Im Jahre 1876 wurde diese Straße im Andenken an Adelheid Amalie Fürstin von Gallitzin, geborene Gräfin Schmettau, benannt. In ihrem Haus an der Grünen Gasse traf sich ein Kreis geistig hochstehender Männer, die familia sacra, mit Fürstenberg, Overberg und Hamann um sie. Sie starb 1806 und fand in Angelmodde ihre letzte Ruhestätte.

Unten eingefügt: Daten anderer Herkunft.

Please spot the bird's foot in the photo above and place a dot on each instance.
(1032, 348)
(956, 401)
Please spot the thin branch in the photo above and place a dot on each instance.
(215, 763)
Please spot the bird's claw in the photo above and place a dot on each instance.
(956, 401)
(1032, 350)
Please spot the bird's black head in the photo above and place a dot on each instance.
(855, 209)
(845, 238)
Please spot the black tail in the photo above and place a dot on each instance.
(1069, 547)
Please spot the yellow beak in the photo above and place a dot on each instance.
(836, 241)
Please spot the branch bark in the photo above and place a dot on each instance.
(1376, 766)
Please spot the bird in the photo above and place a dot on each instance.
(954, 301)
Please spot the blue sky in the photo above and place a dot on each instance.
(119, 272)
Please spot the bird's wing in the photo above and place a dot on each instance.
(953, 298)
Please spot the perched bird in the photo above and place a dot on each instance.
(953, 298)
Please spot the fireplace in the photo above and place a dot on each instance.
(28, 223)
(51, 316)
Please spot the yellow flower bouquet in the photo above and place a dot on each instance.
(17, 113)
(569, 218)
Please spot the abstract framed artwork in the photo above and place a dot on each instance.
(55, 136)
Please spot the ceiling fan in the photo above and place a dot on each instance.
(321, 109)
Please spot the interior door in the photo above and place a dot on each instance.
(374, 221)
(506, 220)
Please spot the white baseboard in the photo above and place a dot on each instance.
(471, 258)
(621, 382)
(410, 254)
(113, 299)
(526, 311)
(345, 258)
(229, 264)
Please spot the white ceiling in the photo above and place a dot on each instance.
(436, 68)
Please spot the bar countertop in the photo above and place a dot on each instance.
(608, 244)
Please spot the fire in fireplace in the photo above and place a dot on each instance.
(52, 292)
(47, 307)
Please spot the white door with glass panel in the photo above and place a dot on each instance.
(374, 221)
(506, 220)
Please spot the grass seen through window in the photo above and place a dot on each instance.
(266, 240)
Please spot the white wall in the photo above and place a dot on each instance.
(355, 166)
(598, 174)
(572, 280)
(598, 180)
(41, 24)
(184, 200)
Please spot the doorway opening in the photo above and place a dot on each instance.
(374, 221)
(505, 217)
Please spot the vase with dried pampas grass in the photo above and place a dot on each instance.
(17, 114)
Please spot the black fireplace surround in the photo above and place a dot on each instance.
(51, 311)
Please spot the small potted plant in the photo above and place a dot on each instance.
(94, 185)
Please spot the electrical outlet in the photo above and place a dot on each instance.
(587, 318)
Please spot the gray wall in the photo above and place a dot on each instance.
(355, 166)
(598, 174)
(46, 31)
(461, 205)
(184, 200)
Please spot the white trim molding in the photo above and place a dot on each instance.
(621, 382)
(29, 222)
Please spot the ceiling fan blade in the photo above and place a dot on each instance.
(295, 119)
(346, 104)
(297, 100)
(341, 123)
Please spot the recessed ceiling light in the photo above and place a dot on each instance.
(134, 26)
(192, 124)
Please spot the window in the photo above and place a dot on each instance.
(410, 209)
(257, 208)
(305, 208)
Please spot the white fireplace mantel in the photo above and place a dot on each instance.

Quelle: Wilhelm Kohl in: Münstersche Zeitung, 13.8.1957


Der Kreis von Münster
Der Kreis von Münster, der auch familia sacra genannt wird, ist eine eigenständige kulturelle Bewegung der deutschen Geistesgeschichte. Das katholisch geprägte, fürstbischöfliche Münster gelangte in der zweiten Hälfte des 18. Jahrhunderts kurz vor seinem endgültigen Untergang noch einmal zu einer einzigartigen Blütezeit. Um die Person Franz von Fürstenbergs, Anton Matthias Sprickmanns, Bernhard Overbergs und schließlich der Fürstin Amalie von Gallitzin versammelte sich ein Kreis gebildeter, humanistisch orientierter Katholiken. Zeitgleich mit Goethe und Schiller und der Weimarer Klassik entwickelte sich in Münster eine auf christlichen Werten beruhende Lebenseinstellung der Nächstenliebe, Humanität und Toleranz. Bemerkenswert ist, dass eine Frau, Amalie von Gallitzin, zum Mittelpunkt dieses Kreises werden konnte. Zum Kreis von Münster gehörten Johann Georg Hamann, Graf zu Stolberg und der holländische Philosoph Franz Hemsterhuis (1721-1790).
Quelle: Detlef Fischer, Münster von A bis Z, Münster 2000

Es gibt in Münster sechs Straßen, die nach Personen aus dem Kreis von Münster benannt wurden. Die Fürstenbergstraße, Gallitzinstraße, Hamannplatz, Overbergstraße, Sprickmannstraße und die Stolbergstraße.